Jun 072011
 

Training Evaluation: Predictive Evaluation and Other Training Evaluation Approaches

Training Evaluation: Posted by Dave Basarab, V.A.L.E. Consulting, Mon, Jun 06, 2011

Is Predictive Evaluation for you? How is it different than other training evaluation approaches?  

Traditional evaluation efforts focus on costs and numbers, not on forecasting financial return.  Training groups rarely predict the value-add of their training to the company before the training is undertaken. At best, they provide information about costs, who and how many will be trained, and the training schedule.
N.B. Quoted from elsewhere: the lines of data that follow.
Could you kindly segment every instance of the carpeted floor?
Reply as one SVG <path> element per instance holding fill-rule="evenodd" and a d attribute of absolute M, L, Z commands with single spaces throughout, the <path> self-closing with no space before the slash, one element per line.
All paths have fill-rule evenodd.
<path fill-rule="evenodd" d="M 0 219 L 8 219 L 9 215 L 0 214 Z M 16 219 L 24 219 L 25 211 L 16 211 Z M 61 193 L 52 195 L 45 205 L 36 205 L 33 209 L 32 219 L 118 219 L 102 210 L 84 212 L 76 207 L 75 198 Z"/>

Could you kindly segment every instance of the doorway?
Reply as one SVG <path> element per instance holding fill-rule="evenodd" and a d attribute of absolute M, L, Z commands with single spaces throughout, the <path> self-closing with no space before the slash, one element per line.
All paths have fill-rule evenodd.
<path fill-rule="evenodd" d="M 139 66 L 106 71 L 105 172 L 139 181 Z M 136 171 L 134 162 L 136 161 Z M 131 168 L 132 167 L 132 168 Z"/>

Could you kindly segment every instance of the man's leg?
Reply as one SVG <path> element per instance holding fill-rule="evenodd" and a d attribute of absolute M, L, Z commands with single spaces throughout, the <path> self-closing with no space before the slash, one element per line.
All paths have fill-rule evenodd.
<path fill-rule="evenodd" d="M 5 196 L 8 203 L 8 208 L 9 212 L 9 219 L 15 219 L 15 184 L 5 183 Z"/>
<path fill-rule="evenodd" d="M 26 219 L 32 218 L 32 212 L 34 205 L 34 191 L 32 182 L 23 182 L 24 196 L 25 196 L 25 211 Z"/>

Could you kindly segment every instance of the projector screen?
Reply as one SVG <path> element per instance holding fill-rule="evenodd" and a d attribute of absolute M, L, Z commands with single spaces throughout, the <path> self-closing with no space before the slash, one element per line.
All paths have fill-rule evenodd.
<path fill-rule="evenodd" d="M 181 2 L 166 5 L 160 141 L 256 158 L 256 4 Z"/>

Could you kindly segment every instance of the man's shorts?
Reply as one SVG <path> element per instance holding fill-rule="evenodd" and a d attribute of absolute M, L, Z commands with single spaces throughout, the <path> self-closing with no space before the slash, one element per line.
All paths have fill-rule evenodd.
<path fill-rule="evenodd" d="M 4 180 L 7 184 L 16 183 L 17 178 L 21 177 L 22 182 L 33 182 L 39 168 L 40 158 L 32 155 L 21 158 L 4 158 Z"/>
As a result, management views training in cost and activity terms, not in terms of its financial value to the organization.

Predictive Evaluation focuses on the predicted impact and its value-add to the organization. Integrated with instruction design activities,  enables the training function to forecast (predict) the quantifiable impact of training.This allows management to judge potential training investments in terms of predicted business results and value returned.

Traditional evaluation is after-the-fact, with no measures of success. Although most do an end-of-course evaluation, relatively few evaluate transfer or impact on business results.Those that do, perform evaluation at the completion of training, thus leaving little or no opportunity to improve the results.

Predictive Evaluation employs repeated measures that mirror employees’ path to improved performance with predicted Success Gates. PE provides management with high-value training data, including (1) predictions of success in the three areas of Intention,Adoption, and Impact; (2) leading indicators of future adoption (transfer of learning); (3) business dashboards showing Impact (return on investment in the form of business results); and (4) recommendations for continuous improvement while training is being delivered.

Traditional ROI and/or Cost-Benefit evaluation. ROI evaluation, when it is attempted by trainers, often overrelies on subjective estimates of the percentage of return. An ROI figure has little value for making decisions about the program. Cost-benefit evaluation requires significant use of statistics to provide useful data. Both types of evaluation are conducted well after training has concluded and do not provide data that can be used to improve the program in real time.

Predictive Evaluation provides concrete, business-focused, and evidence-based data on return on investment. Data collection is robust and rigorous, and management finds the data far more compelling, convincing, and useful.